During this second soujourn, while completing the decorations for the Vatican, Barocci fell ill with intestinal complaints and suspected he had been poisoned by jealous rivals. Fearing his illness was terminal, he left Rome in 1563; four years later he was said to experience a partial remission after prayers to the Virgin. Barocci henceforth often complained of frail health, though he remained productive for nearly four decades more. While he is described by contemporaries as personally somewhat morose and hypochondriacal, his paintings are lively and brilliant. Although he continued to have major altarpiece commissions from afar, he never returned to Rome, and was mainly patronized in his native city by Francesco Maria II della Rovere, duke of Urbino. The Ducal Palace can be seen in the background of his paintings, rendered in a forced perspective that seems a holdover from Mannerism.
While Barocci was removed from Rome, the fulcrum of artistic fame and influence, he continued to innovate in his style. At some point he may have seen colored chalk/pastel drawings by Correggio, but Barocci's remarkable pastel studies are the earliest examples of the technique to survive.
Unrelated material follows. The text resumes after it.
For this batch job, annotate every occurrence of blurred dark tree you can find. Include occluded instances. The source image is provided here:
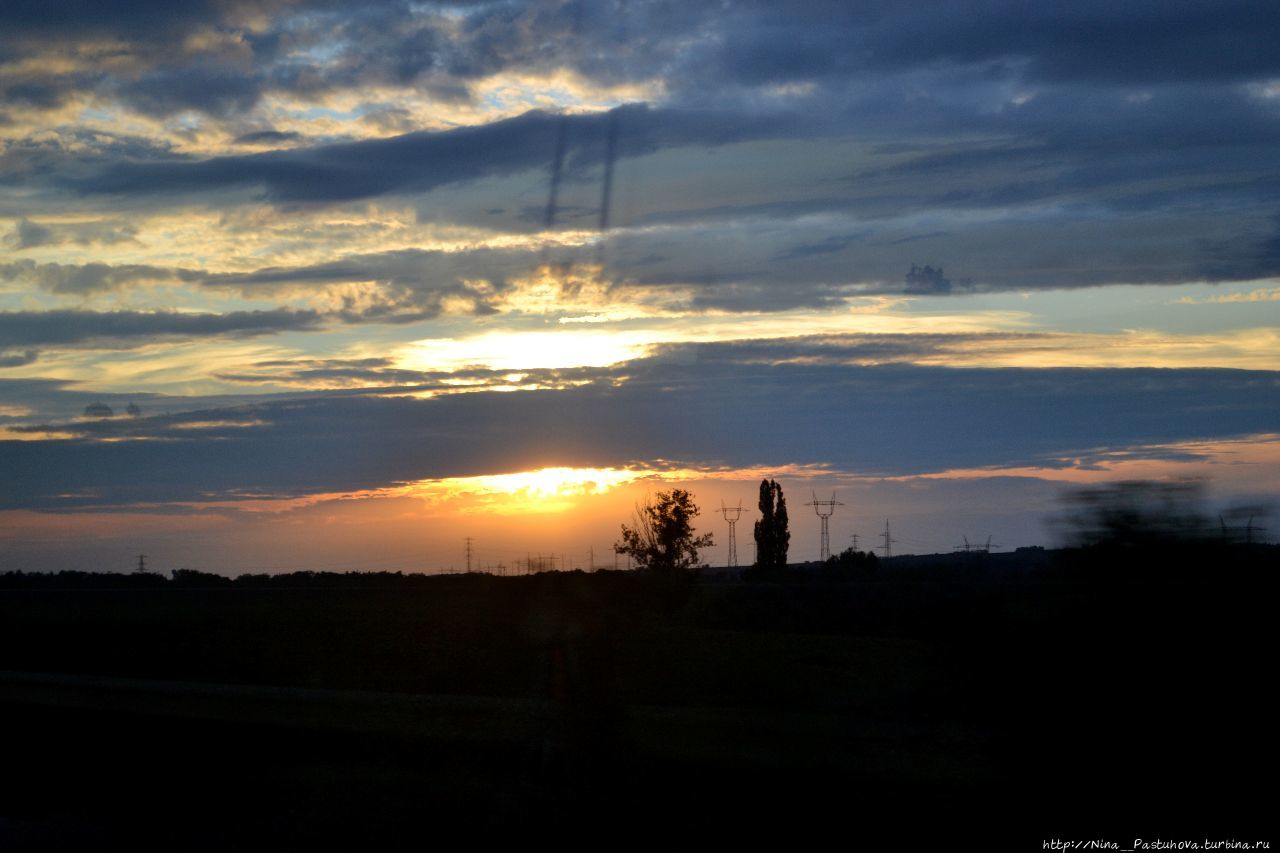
[613,489,714,573]
[755,480,791,571]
In pastels and in oil sketches (another technique he pioneered) Barocci's soft, opalescent renderings evoke the ethereal. Such studies were part of a complex process Barocci used to complete his altarpieces. An organized series of steps leading up to the final product ensured its speed and success in execution. Barocci did innumerable sketches: gestural, compositional, figural studies (using models), lighting studies (using clay models), perspective studies, color studies, nature studies, etc. Today, over 2,000 drawings by him are extant. Every detail of his subsequent cartoons for canvases was worked out in this way. A good example is his famed Madonna del Popolo (Uffizi). It is a vortex of color and vitality, made possible by the great variety of people, poses, perspectives, natural details, colors, lighting and atmospheric effects. There are many surviving drawings for the Madonna del Popolo, from initial sketches to color studies of heads, to the final full size cartoon. Despite this painstaking process, Barocci's genius kept the brushstrokes passionate and liberated, and a spiritual light seems to flicker as a jewel across faces, hands, drapery, and sky.
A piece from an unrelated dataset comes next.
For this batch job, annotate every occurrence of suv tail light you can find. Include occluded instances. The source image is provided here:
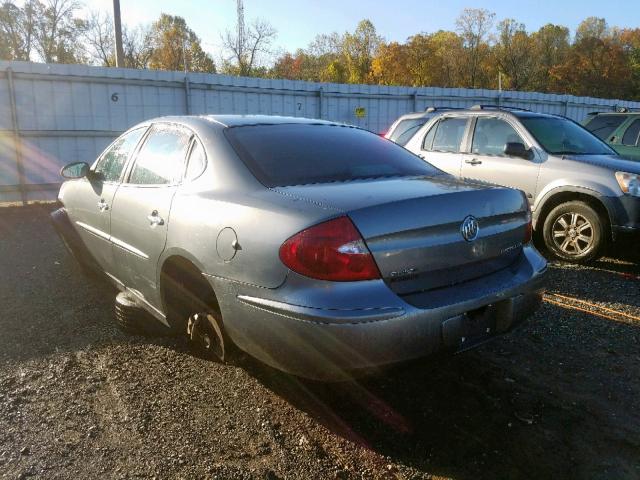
[280,217,380,282]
Barocci's embrace of the Counter Reformation would shape his long and fruitful career. By 1566, he joined a lay order of Capuchins, an offshoot of Franciscans. He may have been influenced by Saint Philip Neri, whose Oratorians sought to reconnect the spiritual realm with the lives of everyday people. Neri, who was somewhat ambivalent about the accumulating richness of his Santa Maria in Vallicella, commissioned two completed works from Barocci, the pre-eminent artist of these large pious altarpieces: The Visitation (1583-6) and Presentation of the Virgin (1593–94). Neri is said to have been moved to ecstasy by Barocci's accomplishment in the former painting, which shows the Virgin and Elizabeth greeting each other.
In Urbino, where he painted a Descent from the Cross for the cathedral of San Lorenzo at Perugia. He again visited Rome during the papacy of Gregory XIII when he painted two admirable pictures for the Chiesa Nuova, representing the Visitation of the Virgin Mary to Elisabeth and the Presentation in the Temple, and for the Chiesa della Minerva, a Last Supper.